Les kilomètres défilent, mon état s’améliore doucement, seule la chaleur reste, ce qui me ralentit. La gestion de l’eau devient alors tout de suite très importante. Le prochain ravitaillement se trouve encore à plus de 10km, il faut se rationner. Heureusement, au 50ème km, on trouve un ruisseau que l’on traverse, qui permet de mouiller la casquette et de se rafraîchir comme il faut. En fait, on le longe sur 2km, et on le croise 6 ou 7 fois d’affilé. Je rattrape également mon ami anglais Ryan Fraser qui m’avait distancé quelques kilomètres plus tôt. On quitte ensuite le fond de vallée pour une montée de 280D+. Celle-ci est plus ou moins ombragée. J’apprécie à ce moment de la course les parties montantes, où la marche avec bâtons bâton est nécessaire, car la faible allure permet de se reposer nerveusement, mais en pouvant cependant conserver un certain rythme. Je ne me sens pas trop mal de nouveau, et je me détache de Ryan.

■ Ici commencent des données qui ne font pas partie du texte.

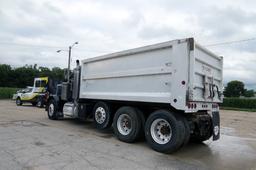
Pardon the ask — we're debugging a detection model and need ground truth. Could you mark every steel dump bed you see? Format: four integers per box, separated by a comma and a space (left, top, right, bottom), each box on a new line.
80, 38, 223, 111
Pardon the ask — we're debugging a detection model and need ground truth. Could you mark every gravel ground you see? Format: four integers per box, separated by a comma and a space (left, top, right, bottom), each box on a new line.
0, 100, 256, 170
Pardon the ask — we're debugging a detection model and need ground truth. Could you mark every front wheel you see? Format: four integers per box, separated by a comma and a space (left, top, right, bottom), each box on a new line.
93, 102, 112, 130
47, 100, 58, 120
145, 110, 183, 153
16, 97, 22, 106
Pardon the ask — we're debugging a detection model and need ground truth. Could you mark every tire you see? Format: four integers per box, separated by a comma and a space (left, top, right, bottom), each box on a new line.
32, 102, 37, 106
36, 97, 44, 108
144, 110, 183, 153
113, 106, 143, 143
179, 116, 191, 147
16, 97, 22, 106
93, 102, 112, 130
47, 99, 58, 120
135, 108, 145, 140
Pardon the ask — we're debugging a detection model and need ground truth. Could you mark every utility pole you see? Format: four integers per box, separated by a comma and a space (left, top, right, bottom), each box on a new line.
57, 42, 78, 82
68, 46, 71, 82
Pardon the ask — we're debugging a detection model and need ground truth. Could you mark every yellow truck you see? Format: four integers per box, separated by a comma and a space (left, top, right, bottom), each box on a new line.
15, 77, 49, 107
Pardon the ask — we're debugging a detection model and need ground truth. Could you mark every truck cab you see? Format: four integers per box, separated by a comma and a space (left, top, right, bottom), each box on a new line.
16, 77, 49, 107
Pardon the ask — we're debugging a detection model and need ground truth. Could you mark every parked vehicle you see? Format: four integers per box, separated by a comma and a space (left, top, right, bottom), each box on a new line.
15, 77, 49, 107
12, 86, 32, 100
46, 38, 223, 153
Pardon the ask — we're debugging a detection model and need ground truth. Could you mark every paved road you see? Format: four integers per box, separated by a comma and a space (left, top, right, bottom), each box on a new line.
0, 100, 256, 170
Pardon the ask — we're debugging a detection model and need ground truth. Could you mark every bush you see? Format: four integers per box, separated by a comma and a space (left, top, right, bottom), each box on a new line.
221, 98, 256, 109
0, 87, 19, 99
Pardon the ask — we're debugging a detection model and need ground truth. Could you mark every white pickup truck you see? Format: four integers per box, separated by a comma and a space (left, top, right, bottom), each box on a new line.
46, 38, 223, 153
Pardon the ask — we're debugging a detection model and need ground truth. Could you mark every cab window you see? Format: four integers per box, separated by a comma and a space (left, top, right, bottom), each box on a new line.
41, 80, 47, 87
35, 81, 40, 87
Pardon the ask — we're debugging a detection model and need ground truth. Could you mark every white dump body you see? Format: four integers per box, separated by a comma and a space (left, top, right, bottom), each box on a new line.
80, 38, 223, 111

En haut, pile en rentrant dans le village de Vrh (si quelqu’un sait comment cela se prononce ?!), on tombe sur une fontaine. Une bénédiction à cet instant. Pas le temps d’y camper non plus, il reste encore 5km avant Butoniga, prochain point de ravitaillement. Commence alors une descente de 340D-, pas super raide, mais toujours avec une certaine technicité. Il faut encore trouver et choisir où poser les pieds. Une dernière petite bosse de 100D+ qui nous mène à Šćulci puis c’est la dernière descente, 100D- principalement sur la route. Je vois enfin le ravitaillement, au bout de la digue, 600m plus loin. Tout en admirant le lac Butoniga sur ma droite, je tente de remettre un peu de rythme dans ma foulée. J’y parviens difficilement, la dernière section m’a particulièrement touché et éprouvé.

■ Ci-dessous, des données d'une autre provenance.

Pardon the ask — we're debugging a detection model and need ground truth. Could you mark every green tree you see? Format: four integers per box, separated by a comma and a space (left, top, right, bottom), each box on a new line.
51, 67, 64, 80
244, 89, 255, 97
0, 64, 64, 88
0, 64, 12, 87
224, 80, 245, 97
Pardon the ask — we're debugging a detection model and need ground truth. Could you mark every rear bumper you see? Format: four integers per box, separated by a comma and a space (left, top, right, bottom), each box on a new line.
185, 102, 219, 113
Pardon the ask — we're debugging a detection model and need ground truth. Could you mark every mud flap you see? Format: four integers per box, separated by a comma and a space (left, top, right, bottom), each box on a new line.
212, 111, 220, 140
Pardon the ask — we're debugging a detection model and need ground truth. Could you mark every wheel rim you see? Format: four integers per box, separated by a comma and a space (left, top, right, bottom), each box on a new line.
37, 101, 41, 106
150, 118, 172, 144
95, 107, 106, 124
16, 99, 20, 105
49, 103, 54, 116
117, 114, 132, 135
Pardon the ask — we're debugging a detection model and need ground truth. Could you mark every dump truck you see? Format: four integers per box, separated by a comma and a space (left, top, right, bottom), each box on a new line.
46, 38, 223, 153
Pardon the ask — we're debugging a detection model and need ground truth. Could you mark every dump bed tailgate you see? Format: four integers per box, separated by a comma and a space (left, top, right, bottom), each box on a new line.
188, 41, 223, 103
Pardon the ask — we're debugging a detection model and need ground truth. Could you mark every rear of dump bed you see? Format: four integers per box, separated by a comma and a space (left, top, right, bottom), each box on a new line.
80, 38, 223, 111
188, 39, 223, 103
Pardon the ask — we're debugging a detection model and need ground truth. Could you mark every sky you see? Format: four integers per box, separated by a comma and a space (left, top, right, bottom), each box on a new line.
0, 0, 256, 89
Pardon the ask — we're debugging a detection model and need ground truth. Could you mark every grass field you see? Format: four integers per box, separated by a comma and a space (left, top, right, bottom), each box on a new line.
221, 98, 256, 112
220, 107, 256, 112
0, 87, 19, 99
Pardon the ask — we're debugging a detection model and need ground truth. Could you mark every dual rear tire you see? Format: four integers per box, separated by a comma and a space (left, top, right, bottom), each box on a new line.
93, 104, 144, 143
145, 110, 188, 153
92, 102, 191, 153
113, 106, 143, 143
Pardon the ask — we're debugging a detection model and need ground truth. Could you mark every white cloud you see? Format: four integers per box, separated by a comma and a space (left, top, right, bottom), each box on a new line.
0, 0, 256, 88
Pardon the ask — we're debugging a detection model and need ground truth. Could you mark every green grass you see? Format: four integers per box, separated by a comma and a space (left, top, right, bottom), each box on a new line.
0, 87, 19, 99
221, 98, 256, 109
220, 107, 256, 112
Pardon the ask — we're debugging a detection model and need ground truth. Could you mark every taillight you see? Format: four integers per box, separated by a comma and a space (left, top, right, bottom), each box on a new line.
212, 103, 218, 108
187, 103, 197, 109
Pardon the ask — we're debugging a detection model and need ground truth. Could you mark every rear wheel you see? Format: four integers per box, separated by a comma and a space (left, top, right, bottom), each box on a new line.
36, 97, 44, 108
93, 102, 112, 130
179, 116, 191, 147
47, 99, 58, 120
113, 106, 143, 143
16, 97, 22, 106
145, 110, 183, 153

Bien que mal en point à mon arrivée ici, je suis cependant en 16ème position. Peut-être est-ce justement la raison de mon état, j’ai trop poussé la machine. Quoiqu’il en soit, je me rue sur les robinets d’eau pour m’asperger le visage, la nuque et boire abondamment. Je dois refroidir mon corps le plus possible, par tous les moyens que j’ai à disposition. Anaëlle est ici, bien qu’elle ne soit pas autorisée à m’assister. Elle m’encourage cependant, et c’est toujours bien de voir quelqu’un de familier dans les moments difficiles comme celui-ci. Je bois beaucoup, je mange ce que je peux et je repars en direction de Livade, prochain point de ravitaillement 15km plus loin, et avec l’assistance autorisée cette fois.


Une fois encore mes tendons d’Achille me font souffrir au départ. Je repars avec un petit groupe de coureurs mais qui me distance rapidement car je ne peux pas vraiment courir. 2km de plat pour commencer cette section, en longeant un canal, puis une belle bosse de 380D+ pour monter au village de Zamásk. A ce moment-là, il fait chaud ; à vrai dire je n’ai même plus vraiment de souvenir de cette montée. Je me souviens qu’une partie est effectuée sur la route, longée par des oliviers.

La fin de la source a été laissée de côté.